Я подумал, что ослышался. Ты уволился? Ты, для которого ничего кроме работы в жизни не существовало? И я переспросил: но ведь они тебя ждут? Просят вернуться? Только ты не ответил, ты меня, наверно, даже не слышал. Ты стоял там, в прихожей, наедине с какими-то воспоминаниями, проскользнувшими в гостиную за моей спиной.

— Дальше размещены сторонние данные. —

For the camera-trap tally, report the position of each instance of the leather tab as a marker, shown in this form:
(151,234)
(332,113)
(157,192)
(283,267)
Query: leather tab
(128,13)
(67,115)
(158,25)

Странный мальчик, который всегда, с самого начала был не как все. Спросим тебя о чем-нибудь, а ответа ждем полдня. Ты ведь не умел отвечать бездумно. Боже упаси! Только взвесив все за и против, только уверившись, что знаешь истину. Когда ты, наконец, дозревал, чтобы ответить, вопроса никто уже не помнил. О чем говорит этот мальчик? А в четыре года у тебя начались припадки с судорогами. Ты падал на пол, колотил кулаками, бился головой, расшвыривал вещи во все стороны. Почему? Часто тебе было что-то не по нраву, но случались и другие, совсем крошечные и абсолютно неожиданные поводы: потерялся колпачок от фломастера или бутерброд тебе разрезали вдоль, а не по диагонали. Воспитательница из детского сада звонила, выражала беспокойство. Ты упрямо, как баран, отказывался участвовать в любых мероприятиях. Сидел в сторонке, как бирюк, шарахался от других детей, точно от прокаженных, и делал вид, что не понимаешь, что они тебе говорят. Воспитательница сетовала, что ты никогда не смеешься, да и плачешь тоже не как все: другие взвоют, потом похнычут, но они хотя бы слышат слова, их можно успокоить. Ты же рыдаешь долго, безутешно, и никакими словами тебя не проймешь. С тобой что-то экзистенциальное. Такое слово она употребила. Маме приходилось то заходить за тобой пораньше, то лететь туда сломя голову и забирать посреди дня. Вскоре она начала скрывать это от меня, уж очень я сердился. Назначили консультацию со школьным психологом. Он вызвался приехать к нам домой. Лысый такой, косолапый человек с платком в руке: то и дело промокал шею и лысину. Я специально отпросился с работы. Мама угостила его кофе с печеньем, налила тебе стакан молока, и мы оставили вас наедине в гостиной. Целый час господин Шацнер вытаскивал из своей сумки разные предметы и игрушки и заставлял тебя придумывать про них всякие истории — брать в руки, двигать, общаться с ними. Мы время от времени прокрадывались на цыпочках по коридору и наблюдали за тем, что происходит в гостиной, через стеклянные двери. Потом психолог тебя отпустил, и ты побежал играть в сад, а Шацнер стал нас расспрашивать о нашей «домашней жизни». Перед уходом он обошел дом. И, казалось, удивился, что у нас так солнечно и тепло, что в комнатах полно цветов и деревянных игрушек, а на стенах — множество твоих рисунков. Его все это мучило. Он явно искал подвох. Я прямо видел, что он упорно сверлит взглядом всю эту благость, желая докопаться до небрежения и жестокости родителей.